Tuesday, April 5, 2011

Discover Your Inner Self-Editor

I'm back.  Hope you didn't miss my post too much last week while I was kicking back on vacation and keeping my distance from computers of all stripes -- well, actually maybe I hope you DID miss my posts a whole lot - that'd probably be better. 

So this week I bring you a general post-book-completion, general editing cheerleading rant.

If you've just finished your novel you're no doubt sitting back and congratulating yourself.  Well I'll add mine - congratulations you've just accomplished what most don't.  You've actually finished it. Way to go - pat on the back - cheers from the bleechers.

Okay, now that we've done that it's time for editing.  What, you say, editing?  But I just know the story is great, my work is perfect, wonderful, ready to go. 

Ummm, no.

Here's the thing, Editors are great; amazing editors are, well, amazing, but you still need to have your work in the best condition it can be and that means YOU have to do some serious editing up front even before it perhaps goes elsewhere for that final polish or you submit to a publisher and their editor has a go at it. And just wait until you go through that wringer!  It is usually a good experience, but a tough one.

So, for starters, to get your work ready to debut here are a few tips for looking at your novel after the fact of typing "The End".

For starters, put your work aside for a few days, maybe a week or two before you begin your rereading and editing.  I know, I know, you're no doubt eager to get at it and have done with that part of the writing process already, but believe me, waiting a bit will give you a whole new perspective and make it much easier for you to pick out the problem areas (and don't tell me you don't have any) and come up with some really cool new ideas.

Now that you're ready ask yourself if you've given your main character more than one problem. If you create the main plot problem and also give your character some sort of personal problem the personal problem can add a lot of juice as to how your 'hero/heroine' deals with the complexities of the plot problem.  You can even have the two intertwine and diverge as needed to create even more complications. If you've accomplished this on your fist go-round, way to go! If you haven't, no problem, now is the time to do it.

Over the time you waited to begin revisions and during the revision process I've no doubt your brain has been/will be doing overtime and you'll be thinking about and working on your story at the strangest times, so it's a good idea to keep something handy as a way to take notes - your phone if you can talk to it, some electronic device that can take notes, or just a good old pen and paper. Make sure you can get those ideas down or you'll lose them. And I mean keep track of every idea you get - you can decide if it's worth or not later when you sit back down to the actual editing.

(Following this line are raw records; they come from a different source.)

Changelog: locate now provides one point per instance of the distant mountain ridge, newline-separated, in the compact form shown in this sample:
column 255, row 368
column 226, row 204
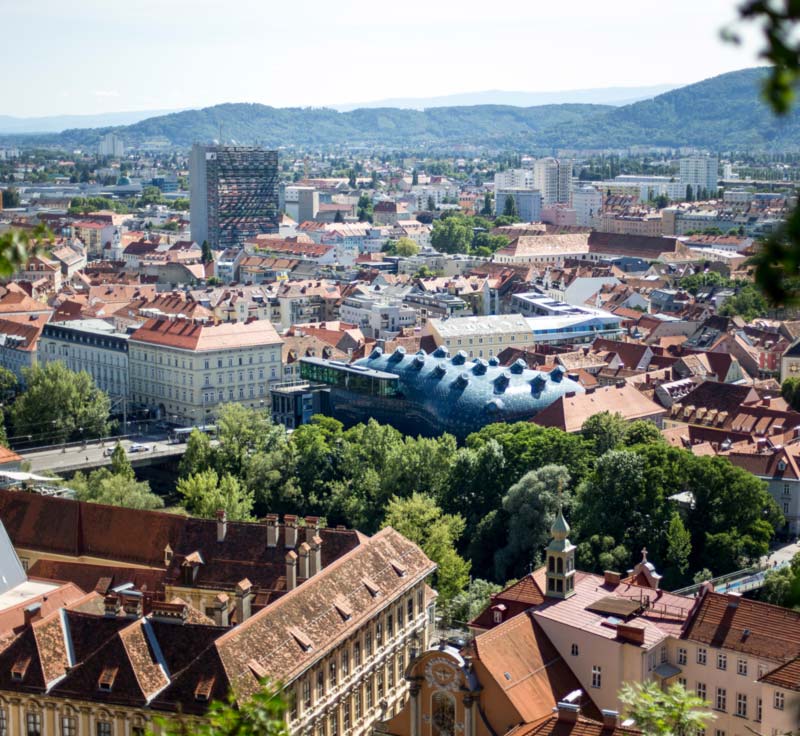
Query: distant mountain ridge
column 722, row 113
column 597, row 96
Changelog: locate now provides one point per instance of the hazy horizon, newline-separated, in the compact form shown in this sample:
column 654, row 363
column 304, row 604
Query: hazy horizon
column 91, row 57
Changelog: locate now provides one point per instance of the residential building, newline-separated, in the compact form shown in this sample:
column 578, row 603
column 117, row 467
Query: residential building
column 587, row 203
column 553, row 178
column 527, row 203
column 701, row 173
column 183, row 369
column 91, row 345
column 337, row 636
column 234, row 194
column 480, row 336
column 111, row 145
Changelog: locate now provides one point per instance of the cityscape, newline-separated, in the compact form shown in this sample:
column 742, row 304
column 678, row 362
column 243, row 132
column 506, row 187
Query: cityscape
column 446, row 413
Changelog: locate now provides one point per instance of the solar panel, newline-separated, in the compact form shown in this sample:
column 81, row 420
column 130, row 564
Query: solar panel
column 614, row 606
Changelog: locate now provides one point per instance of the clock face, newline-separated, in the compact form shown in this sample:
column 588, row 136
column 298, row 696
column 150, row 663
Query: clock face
column 441, row 674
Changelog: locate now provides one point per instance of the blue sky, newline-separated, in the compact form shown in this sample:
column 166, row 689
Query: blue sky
column 90, row 56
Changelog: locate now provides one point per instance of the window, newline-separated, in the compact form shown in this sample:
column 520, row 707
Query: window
column 741, row 705
column 320, row 684
column 357, row 702
column 33, row 721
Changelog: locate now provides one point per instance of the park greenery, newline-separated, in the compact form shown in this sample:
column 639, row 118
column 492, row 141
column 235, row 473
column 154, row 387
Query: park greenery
column 484, row 510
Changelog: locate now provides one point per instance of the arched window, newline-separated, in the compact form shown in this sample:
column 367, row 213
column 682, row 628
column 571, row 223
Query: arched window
column 444, row 715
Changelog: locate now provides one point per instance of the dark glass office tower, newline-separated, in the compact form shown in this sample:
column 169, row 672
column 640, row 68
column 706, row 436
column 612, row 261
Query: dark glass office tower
column 234, row 194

When you're reading through your story are you finding your characters have taken actions that are baseless? They can't do things just because you want your characters to do them then you know.  They have to have a reason to act the way they do, some motivation that spurs them into action.  Consider the human condition and what pushes us all: passion, past wounds to the psyche, greed, duty, love, get it.  Make sure your characters are doing what they do because they have reason to.

Is your story maybe a bit light in the character deparment?  Did you think the hero was really enough along with the villain?  If so you might want to add a character to the mix.  If  you do add one, make sure that new character is important to the plot.
He might be for the heroine or for the bad guys, but whatever you do, make sure the new character in involved and not just skirting the edges.  Create some backstory to include him or her in.

If you find your story feeling a bit stale as you read through it even though you love many of the elements you might consider changing the setting.  This could be a major rewrite considering what you did originally to set things up, but it might be worth it if you can come up with some fresh, imaginative new place to put your story. 

If you don't want to shift the whole setting, try changing the locals of some of the scenes within your story. You know, the old making love on the beach instead of a bedroom - but better than that.  Maybe do it with a sense of humor in the midst of drama like a beach love scene with sand getting everywhere, a kid showing up with his dog, crabs coming in with the tide to nibble toes, incredible sunburn - whatever.

Use your imagination - take the overly familiar, like bedroom, kitchen, car or  quickie mart and do something with it to make it different - or just move it altogether.  This is a trick that can be used frequently or just occasionally - either way it'll pick things up and you'll pat yourself on the back - again.

So, in general the questions you need to ask yourself are pretty straight forward. Are things in your story forced because you make things happen that aren't natural to the characters? Is there any point along the way where your reader may decide to just put the book down? Are your characters doing things, interacting, or are they talking heads?

Oh, and don't forget to edit your spelling (more than just using your spell check), grammar and watch those repetative words along the way!


  1. Ooo, good advice! And it's amazing what does slip through the spell check: Justin/ Justine, they're/their/there, its/it's... The list is endless!

    I would add: beware the temporary "bad version" fix that somehow floated through until the end! Or maybe that's only a problem with Hollywood movies ;)

  2. Thanks FrogBag! And nope, the 'bad version' isn't just a problem with the H'wood movies! So much to think about, so much to watch as you polish your work. Yet it can be great fun.